Between 1899-1906, he apprenticed in his father’s cabinetmaking work-shop in Utrecht.
1906-11, trained as an architectural draftsman.
Rietveld was greatly influenced by Frank Lloyd Wright’s portfolio Ausgeführte Bauten und Entwürfe von Frank Lloyd Wright (1910).
In 1911, he opened his own furniture-making business in Utrecht.
1911-15, he took advanced architectural courses and built several buildings.
Rietveld was associated from its formation in 1917 by Theo van Doesburg with the De Stijl group through his friendship with Robert van t’Hoff and was a member until 1931. The association inspired him to pursue furniture design, conceived as spatial composition with little thought for comfort.
Partnership with Truus Schroder-Schrader
His architecture career began with the 1924 Schroder House, Utrecht, which he designed with Truus Schroder-Schrader, a De Stijl member with whom he collaborated from 1921. In partnership with her, Rietveld kept a studio in the house until 1932 and lived there from 1958. Their projects included the 1934 terrace of houses in the Erasmuslaan in Utrecht and the 1936 Vreeburg Cinema in Utrecht.
Rietveld also designed the 1954 Netherlands Pavilion at the Biennale di Venezia, 1954 sculpture pavilion in the Sonsbeek Park in Arnheim, and 1963-72 Rijkmuseum Vincent van Gogh (with J. van Dillen and J. van Tricht) in Amsterdam.
In 1927, Rietveld designed a diagonal bent tubular steel chair.
Because of Cassina’s reproductions in the 1980s, his best-known work became the 1918 Red Blue chair incorporating 15 lintels, which explored Piet Mondrian’s colour use.
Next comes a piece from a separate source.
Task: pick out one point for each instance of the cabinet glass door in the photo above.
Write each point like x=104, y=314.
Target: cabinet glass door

However, it was first produced without colour in 1917.
Along with this skeletal chair, his 1923 Berlin chair and end table and the 1934 Zig-Zag chair became icons of 20th-century design.
His furniture inspired Marcel Breuer at the Bauhaus in the early 1920s. His furniture could be seen as abstract sculptural objects with a practical function.
Like the Futurists, Rietveld preferred houses with scaffolding around them; in his Red Blue chair, the scaffolding’ holds the seat and back in place.
One of his chair models of the late 1920s was literally made from scaffolding poles clamped together. Rietveld worked with cardboard from which he made models develop his ideas rather than sketching them on paper. Though he worked chiefly in wood, he also produced furniture in bent metal tubing.
His bent tubular steel and wood easy chairs and tables were shown at the 1930 Paris exhibition. His work was the subject of the 1983 Rietveld als Meubelmaker, Wonen met Experimenten’ exhibition at the Central Museum in Utrecht, and included in the 1986 ‘Der Kragstuhl’ exhibition at the Stuhlmuseum Burg Beverungen in Berlin. First major posthumous exhibition at Centre Georges Pompidou, Paris, 23 June-27 Sept. 1993.